J’ai fait des études de physique et ai obtenu ma thèse en 2000 à l’Université Paul Sabatier à Toulouse avant de m’orienter vers la thématique couplée physique-biologie. J’ai travaillé sur les premières données issues du capteur de couleur de l’eau (chrophylle a) SeaWiFS dans la région du Courant des Aiguilles, qui se situe au niveau de l’océan Indien et qui tire son nom du cap sud-africain des Aiguilles. J’ai étudié le couplage physique-biogéochimie, le lien entre la dynamique et la production de phytoplancton en Afrique du Sud. J’ai aussi analysé les processus physiques responsables de l’enrichissement des eaux de surface à partir de la télédétection et de la modélisation.

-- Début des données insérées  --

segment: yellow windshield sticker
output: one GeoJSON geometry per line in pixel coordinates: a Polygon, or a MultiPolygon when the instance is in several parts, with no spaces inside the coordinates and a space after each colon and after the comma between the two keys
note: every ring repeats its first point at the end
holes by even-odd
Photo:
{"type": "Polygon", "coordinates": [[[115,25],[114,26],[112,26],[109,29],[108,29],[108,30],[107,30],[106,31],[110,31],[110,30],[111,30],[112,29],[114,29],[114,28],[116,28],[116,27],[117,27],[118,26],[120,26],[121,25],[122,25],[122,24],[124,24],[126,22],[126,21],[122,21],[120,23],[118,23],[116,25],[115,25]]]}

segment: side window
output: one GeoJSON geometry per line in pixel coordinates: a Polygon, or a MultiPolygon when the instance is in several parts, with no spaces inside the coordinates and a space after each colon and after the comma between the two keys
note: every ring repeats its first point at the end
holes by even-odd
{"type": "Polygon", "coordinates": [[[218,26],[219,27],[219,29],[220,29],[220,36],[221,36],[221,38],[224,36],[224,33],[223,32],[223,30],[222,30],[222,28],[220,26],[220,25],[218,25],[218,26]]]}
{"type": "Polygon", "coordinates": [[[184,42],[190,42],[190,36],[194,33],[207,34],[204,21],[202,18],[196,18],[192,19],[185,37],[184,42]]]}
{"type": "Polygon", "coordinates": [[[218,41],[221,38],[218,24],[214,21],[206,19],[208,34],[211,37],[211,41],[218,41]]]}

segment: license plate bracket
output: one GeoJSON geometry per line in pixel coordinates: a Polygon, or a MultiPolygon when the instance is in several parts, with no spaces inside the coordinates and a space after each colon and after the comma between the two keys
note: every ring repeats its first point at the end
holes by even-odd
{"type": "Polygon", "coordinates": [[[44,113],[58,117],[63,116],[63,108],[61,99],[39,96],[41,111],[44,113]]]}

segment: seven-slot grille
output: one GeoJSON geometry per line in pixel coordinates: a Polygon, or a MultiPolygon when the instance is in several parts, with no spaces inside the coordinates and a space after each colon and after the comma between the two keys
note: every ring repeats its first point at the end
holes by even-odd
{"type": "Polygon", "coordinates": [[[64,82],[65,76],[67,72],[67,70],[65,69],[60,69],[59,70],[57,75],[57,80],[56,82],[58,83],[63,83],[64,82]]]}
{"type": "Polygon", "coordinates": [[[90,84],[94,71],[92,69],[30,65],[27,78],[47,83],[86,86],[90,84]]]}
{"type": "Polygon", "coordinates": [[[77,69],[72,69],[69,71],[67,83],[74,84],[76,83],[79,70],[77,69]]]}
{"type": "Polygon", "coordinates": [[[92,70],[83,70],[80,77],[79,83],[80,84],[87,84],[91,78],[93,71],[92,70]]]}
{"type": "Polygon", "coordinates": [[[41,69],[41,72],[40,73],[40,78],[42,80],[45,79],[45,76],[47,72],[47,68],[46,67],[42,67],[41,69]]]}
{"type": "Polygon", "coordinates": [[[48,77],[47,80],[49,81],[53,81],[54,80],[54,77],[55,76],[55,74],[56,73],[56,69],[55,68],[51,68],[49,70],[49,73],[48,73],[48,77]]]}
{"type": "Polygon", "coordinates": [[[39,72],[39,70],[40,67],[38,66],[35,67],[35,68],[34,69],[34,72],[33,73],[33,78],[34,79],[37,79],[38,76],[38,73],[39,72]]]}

Après la thèse, j’ai fait un postdoc au Centre européen de recherche et de formation avancée en calcul scientifique (CERFACS) à Toulouse pendant 2 ans. J’ai travaillé sur l’assimilation de données dans un cadre de prévision climatique saisonnière, l’assimilation permettant de contraindre la trajectoire des simulations numériques à rester proche des observations. Ensuite, je suis parti faire un postdoc en Afrique du Sud dans l’équipe Éco-Up, unité de recherche IRD qui avait pour thématique de recherche les écosystèmes d’upwelling. En 2004, j’ai intégré cette unité basée à Sète en tant que chargé de recherche IRD après avoir réussi le concours externe. Mon projet était d’étudier la variabilité de l’environnement sur les stocks de petits poissons pélagiques (sardine, anchois notamment). Cette unité avait un projet d’étude comparée des principaux systèmes d’upwelling et j’ai été affecté à l’Institut National de Recherche Halieutique au Maroc.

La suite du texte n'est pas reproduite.